Interdisciplinary Note (8 of 17)
Thermodynamics drives protein folding. Protein folding is spontaneous. It represents a free energy decrease. Everyone learns this, but what does it really mean? Free energy is the thermodynamic state function that keeps track of how a change in a system affects the entropy of the universe. When the free energy of a system is decreasing, that means the entropy of the universe is increasing. The change is irreversible, in other words, spontaneous. How does a state function of the system keep track of the universe? The free energy function keeps track of both the system's own entropy (ΔS) and it also keeps track of entropy changes to the surroundings due to heat flow (-ΔH/T). If the free energy change (ΔG = ΔH - TΔS) is negative, that means that the combination of these two factors is increasing the entropy of the universe (system + surroundings), and the change is spontaneous.
Where do you find free energy change in protein folding?
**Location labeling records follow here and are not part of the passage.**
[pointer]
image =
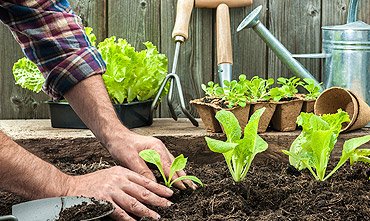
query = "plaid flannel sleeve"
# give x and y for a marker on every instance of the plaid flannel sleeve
(53, 37)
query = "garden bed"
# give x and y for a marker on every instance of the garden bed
(271, 191)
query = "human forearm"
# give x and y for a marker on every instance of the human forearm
(27, 175)
(90, 100)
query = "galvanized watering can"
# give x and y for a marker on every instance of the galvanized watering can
(346, 49)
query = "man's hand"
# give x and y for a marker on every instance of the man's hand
(127, 190)
(90, 100)
(126, 148)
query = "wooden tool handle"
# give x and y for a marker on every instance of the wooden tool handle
(223, 34)
(183, 14)
(216, 3)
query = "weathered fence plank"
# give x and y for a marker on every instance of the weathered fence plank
(135, 20)
(334, 12)
(93, 14)
(16, 102)
(296, 23)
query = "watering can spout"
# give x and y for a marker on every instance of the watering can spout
(252, 21)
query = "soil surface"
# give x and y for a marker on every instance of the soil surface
(85, 211)
(272, 191)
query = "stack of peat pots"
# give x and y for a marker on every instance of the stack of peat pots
(280, 115)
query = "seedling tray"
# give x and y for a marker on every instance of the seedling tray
(132, 115)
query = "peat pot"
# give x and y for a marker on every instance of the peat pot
(132, 115)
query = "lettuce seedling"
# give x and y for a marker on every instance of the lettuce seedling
(312, 148)
(238, 152)
(152, 156)
(312, 89)
(234, 93)
(288, 88)
(258, 88)
(27, 75)
(213, 90)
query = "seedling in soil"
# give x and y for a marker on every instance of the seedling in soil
(312, 148)
(258, 88)
(213, 90)
(152, 156)
(312, 89)
(287, 90)
(238, 152)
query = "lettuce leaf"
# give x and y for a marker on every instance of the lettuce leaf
(312, 148)
(238, 152)
(132, 75)
(27, 75)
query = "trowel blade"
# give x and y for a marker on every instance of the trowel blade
(48, 209)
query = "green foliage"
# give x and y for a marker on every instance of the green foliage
(238, 152)
(288, 88)
(152, 156)
(239, 93)
(312, 148)
(258, 88)
(213, 90)
(312, 89)
(27, 75)
(234, 93)
(90, 35)
(132, 75)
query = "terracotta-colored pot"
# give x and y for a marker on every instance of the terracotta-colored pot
(308, 106)
(207, 112)
(286, 113)
(242, 114)
(266, 116)
(336, 98)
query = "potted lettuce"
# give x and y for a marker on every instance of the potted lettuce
(132, 80)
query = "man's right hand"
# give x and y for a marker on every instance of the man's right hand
(127, 190)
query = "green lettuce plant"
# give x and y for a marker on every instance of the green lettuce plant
(312, 148)
(287, 90)
(258, 88)
(313, 90)
(130, 75)
(152, 156)
(27, 75)
(238, 151)
(213, 90)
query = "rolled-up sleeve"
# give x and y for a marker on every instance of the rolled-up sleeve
(52, 36)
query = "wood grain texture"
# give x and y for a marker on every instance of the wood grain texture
(297, 25)
(223, 35)
(93, 14)
(195, 64)
(334, 12)
(137, 21)
(16, 102)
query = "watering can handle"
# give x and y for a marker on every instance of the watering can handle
(352, 13)
(8, 218)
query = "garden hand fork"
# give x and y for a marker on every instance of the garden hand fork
(180, 35)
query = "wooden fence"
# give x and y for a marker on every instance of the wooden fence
(296, 23)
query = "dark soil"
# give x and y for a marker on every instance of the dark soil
(85, 211)
(272, 191)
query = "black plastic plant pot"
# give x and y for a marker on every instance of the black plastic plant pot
(132, 115)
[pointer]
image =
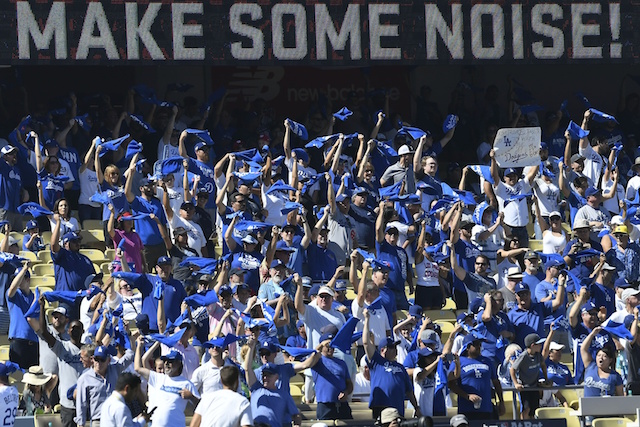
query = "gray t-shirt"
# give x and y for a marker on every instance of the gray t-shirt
(527, 367)
(69, 369)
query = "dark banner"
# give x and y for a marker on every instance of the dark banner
(322, 33)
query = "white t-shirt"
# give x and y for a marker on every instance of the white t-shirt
(593, 164)
(196, 239)
(167, 150)
(9, 399)
(516, 213)
(224, 408)
(171, 406)
(88, 187)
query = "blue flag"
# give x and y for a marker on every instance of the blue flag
(298, 129)
(170, 341)
(483, 171)
(34, 209)
(342, 339)
(202, 300)
(576, 131)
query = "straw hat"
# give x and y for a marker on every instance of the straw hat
(36, 376)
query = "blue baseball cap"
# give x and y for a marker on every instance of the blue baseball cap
(164, 260)
(592, 191)
(268, 346)
(341, 285)
(31, 225)
(588, 306)
(70, 236)
(387, 342)
(270, 368)
(172, 355)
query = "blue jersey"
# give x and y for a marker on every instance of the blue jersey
(10, 186)
(390, 383)
(595, 385)
(476, 377)
(330, 377)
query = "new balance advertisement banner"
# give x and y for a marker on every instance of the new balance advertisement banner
(322, 33)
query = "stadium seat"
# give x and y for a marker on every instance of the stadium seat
(560, 412)
(31, 256)
(40, 281)
(45, 256)
(610, 422)
(89, 224)
(4, 352)
(43, 270)
(94, 255)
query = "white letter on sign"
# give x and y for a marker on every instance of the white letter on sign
(435, 24)
(56, 26)
(141, 30)
(495, 51)
(104, 40)
(182, 30)
(277, 30)
(378, 30)
(349, 29)
(538, 26)
(579, 30)
(237, 27)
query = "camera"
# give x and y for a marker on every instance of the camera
(418, 422)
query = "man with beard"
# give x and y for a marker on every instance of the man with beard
(147, 228)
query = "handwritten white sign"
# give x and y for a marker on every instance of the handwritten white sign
(517, 147)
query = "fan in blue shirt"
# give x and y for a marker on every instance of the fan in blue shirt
(390, 383)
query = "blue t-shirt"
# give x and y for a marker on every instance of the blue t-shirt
(71, 269)
(579, 333)
(285, 373)
(466, 254)
(558, 373)
(18, 306)
(545, 289)
(604, 296)
(323, 262)
(250, 262)
(390, 383)
(147, 228)
(499, 322)
(206, 180)
(330, 377)
(476, 377)
(397, 257)
(532, 281)
(530, 321)
(10, 186)
(271, 407)
(594, 385)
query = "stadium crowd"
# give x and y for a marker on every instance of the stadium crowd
(326, 246)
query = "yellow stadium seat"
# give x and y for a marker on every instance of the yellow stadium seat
(610, 422)
(4, 353)
(43, 270)
(559, 412)
(44, 256)
(39, 281)
(89, 224)
(94, 255)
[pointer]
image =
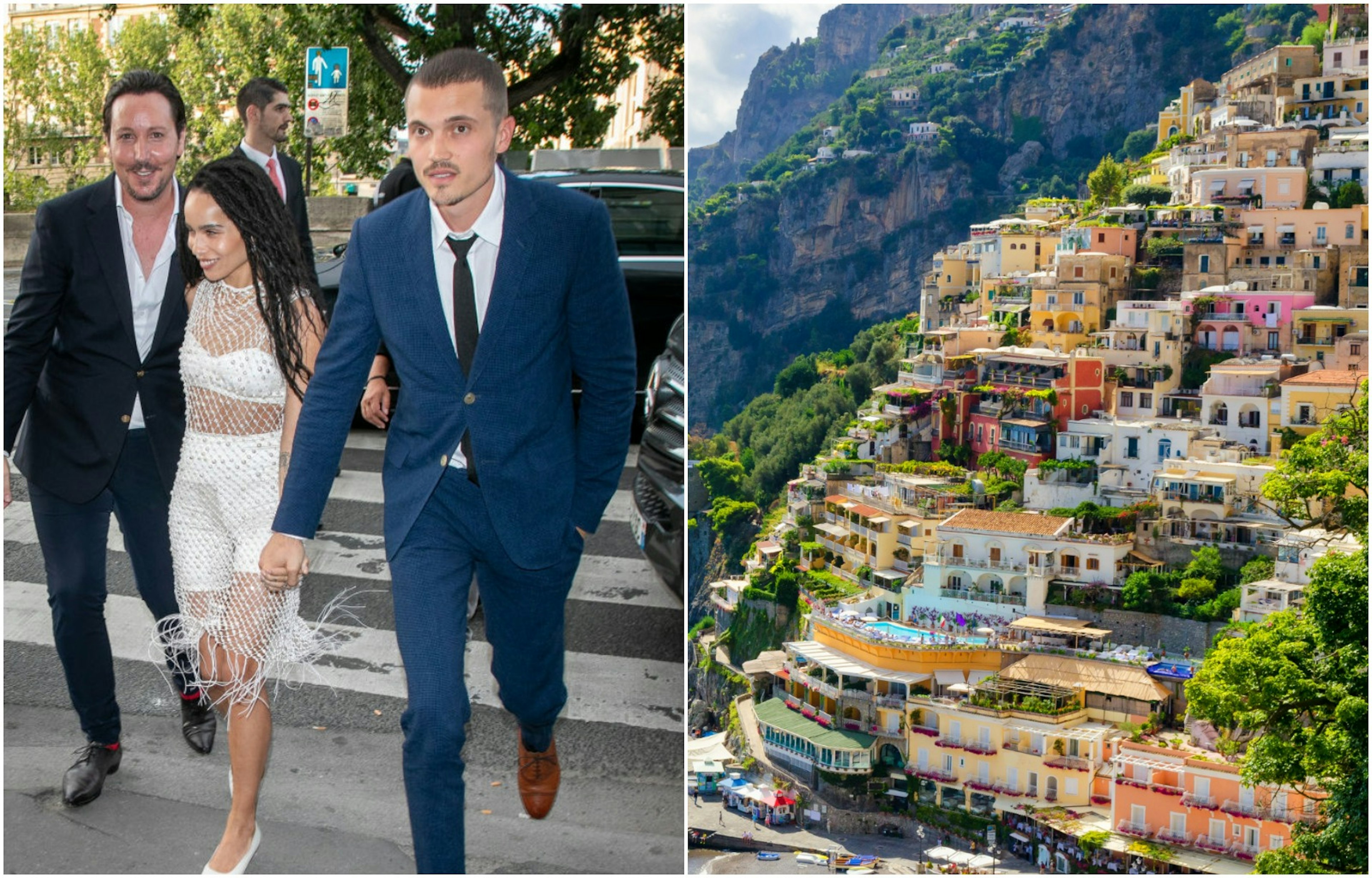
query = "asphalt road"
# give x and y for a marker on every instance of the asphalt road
(333, 800)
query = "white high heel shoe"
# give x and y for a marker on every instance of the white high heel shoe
(242, 865)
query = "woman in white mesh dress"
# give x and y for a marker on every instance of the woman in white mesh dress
(250, 346)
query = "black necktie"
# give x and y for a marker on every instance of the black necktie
(466, 330)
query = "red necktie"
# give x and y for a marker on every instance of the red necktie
(274, 172)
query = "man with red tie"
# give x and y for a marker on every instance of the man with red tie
(265, 110)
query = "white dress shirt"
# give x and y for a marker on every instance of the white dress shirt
(261, 158)
(146, 293)
(481, 258)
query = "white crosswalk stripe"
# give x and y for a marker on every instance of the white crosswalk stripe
(636, 692)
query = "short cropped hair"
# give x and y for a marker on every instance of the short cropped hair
(145, 83)
(454, 66)
(258, 94)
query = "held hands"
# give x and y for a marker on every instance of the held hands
(377, 404)
(283, 563)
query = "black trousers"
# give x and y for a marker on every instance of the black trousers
(73, 538)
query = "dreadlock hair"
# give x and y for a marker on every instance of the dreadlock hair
(250, 201)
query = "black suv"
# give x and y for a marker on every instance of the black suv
(659, 509)
(648, 216)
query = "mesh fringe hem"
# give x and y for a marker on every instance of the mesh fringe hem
(289, 658)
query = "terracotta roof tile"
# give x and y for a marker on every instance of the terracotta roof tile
(1006, 522)
(1329, 378)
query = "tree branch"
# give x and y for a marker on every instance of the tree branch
(381, 50)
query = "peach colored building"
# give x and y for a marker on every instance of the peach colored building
(1249, 187)
(1194, 799)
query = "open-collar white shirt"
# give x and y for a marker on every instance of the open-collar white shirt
(481, 260)
(146, 293)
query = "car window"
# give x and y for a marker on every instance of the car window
(647, 223)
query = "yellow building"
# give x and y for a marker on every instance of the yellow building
(1316, 330)
(1068, 306)
(1309, 400)
(965, 730)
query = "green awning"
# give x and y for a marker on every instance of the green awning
(774, 713)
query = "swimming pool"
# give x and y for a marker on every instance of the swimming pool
(902, 633)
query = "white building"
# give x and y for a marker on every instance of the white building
(1002, 563)
(923, 131)
(1127, 453)
(1215, 497)
(1241, 400)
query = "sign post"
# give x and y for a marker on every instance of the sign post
(326, 99)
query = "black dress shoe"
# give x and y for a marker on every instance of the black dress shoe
(198, 725)
(86, 778)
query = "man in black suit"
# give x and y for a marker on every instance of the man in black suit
(93, 374)
(265, 110)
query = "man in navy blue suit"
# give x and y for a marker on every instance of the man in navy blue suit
(490, 293)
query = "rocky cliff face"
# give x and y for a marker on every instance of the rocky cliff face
(847, 245)
(841, 245)
(1116, 69)
(770, 113)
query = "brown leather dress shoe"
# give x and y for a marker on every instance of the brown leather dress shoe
(538, 778)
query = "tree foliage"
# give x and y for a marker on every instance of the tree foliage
(565, 64)
(1106, 181)
(1324, 477)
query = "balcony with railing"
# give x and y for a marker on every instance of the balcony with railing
(984, 597)
(1025, 448)
(1075, 763)
(999, 376)
(1192, 800)
(1023, 747)
(1138, 830)
(1249, 810)
(978, 563)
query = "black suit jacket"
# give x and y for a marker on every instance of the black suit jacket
(72, 367)
(294, 204)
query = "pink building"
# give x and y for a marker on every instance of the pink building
(1193, 799)
(1239, 320)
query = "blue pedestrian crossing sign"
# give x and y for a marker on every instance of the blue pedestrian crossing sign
(326, 91)
(326, 68)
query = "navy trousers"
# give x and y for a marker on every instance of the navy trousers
(73, 540)
(431, 573)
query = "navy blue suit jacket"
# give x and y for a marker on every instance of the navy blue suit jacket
(557, 306)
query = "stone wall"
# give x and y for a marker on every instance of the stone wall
(1150, 629)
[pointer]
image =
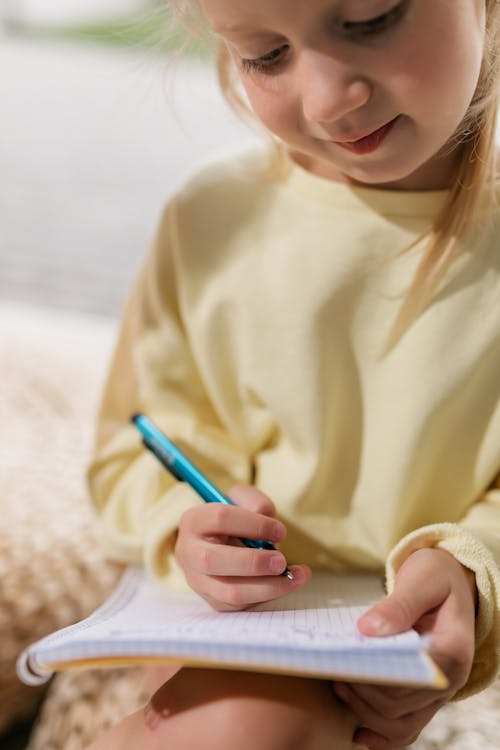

Firstly, there is the enthalpy decrease. That's the easiest to see. As hydrogen bonds and salt bridges form, opposite charges close separation. This represents a decrease in electrostatic potential energy, a decrease of internal energy in thermodynamic terms. By the 1st law of thermodynamics, this internal energy decrease becomes heat flow into the surroundings. That heat flow is not going to turn around and unfold the protein again because it has brought entropy to the surroundings. This is why exothermic reactions tend to occur with negative free energy change (ΔG = ΔH - TΔS).
It''s a little trickier to see the change in entropy of the system (ΔS). At the basic level, it's easy to see that the folded protein is losing configurational entropy versus the random coil as it folds. The protein is becoming much more constrained in terms of its degrees of freedom. The bonds on each side of the central carbons of each residue (save proline) around which rotation is possible in the unfolded state have become constrained φ and ψ angles in the native state. This is an entropy decrease, an increase in order, that, in a sense, the heat flow into the surroundings is paying for.
Note that some proteins may maintain disordered subdomains in their native form. An important theme in protein folding dynamics are proteins with disordered binding domains in the native state. You will see this in some proteins with multiple binding partners such as calmodulin or NF-κB, where the binding domain does not become ordered until binding.
So as the protein folds, its enthalpy decreases, contributing to free energy decrease. However, its intrinsic entropy is decreasing too. The protein is becoming more orderly. This ordering of the protein, by itself, would be a free energy increase. For some proteins this is the way to see it. The enthalpy decrease as opposite charges come together in hydrogen bonds and salt bridges pays for the free energy increase in the ordering of the protein. However, for a great many globular proteins there is another important factor, which is the effect on the entropy of water in the hydration layer due to the retreat of hydrophobic residues into the center of the folded protein away from water. For AAMC, this is the kind of issue right on the edge of expected foreknowledge, a figure of merit on one of the half dozen genuinely sophisticated questions that can show up in the exam. Basically, when a hydrophobic residue is on the periphery of a protein, there are water molecules which are forced to be in contact with it. The water molecules don't direct their poles in the direction of the hydrophobic residue. To maximize hydrogen bonding, around the hydrophobic residue, the water molecules direct their poles laterally towards each other, forming a kind of cage around the residue. This imposes order on the water and is known as entropic penalty. Thus, when a protein folds and the hydrophobic residues retreat to the center, the water in the hydration layer increases in disorder. This aspect represents an increase in the entropy of the system, encouraging the protein to fold.
In summary, the loss of configurational freedom of the protein represents an entropy decrease (part of ΔS). The greater order of the folded protein is a thermodynamic obstacle working against folding. The gain of configurational freedom for the water in the hydration layer as hydrophobic residues retreat to the center of the folded protein is an entropy increase (another part of ΔS). This promotes the folding. The heat flow into the surroundings is an entropy increase too, but for the surroundings, and this also favors spontaneous folding. (This change in entropy of the surroundings, remember, is not ΔS. That's the change in the system's entropy. The change in entropy to the surroundings equals -ΔH/T. The surroundings gain entropy due to heat flow). The entropy change to the universe gathers both of these up as -ΔG/T, which equals -ΔH/T + ΔS (You can get this from the familiar formula ΔG = ΔH - TΔS) To say that the free energy change is negative for the protein to fold is equivalent to saying that the entropy of the universe is increasing as it folds. That's why it happens spontaneously (irreversibly).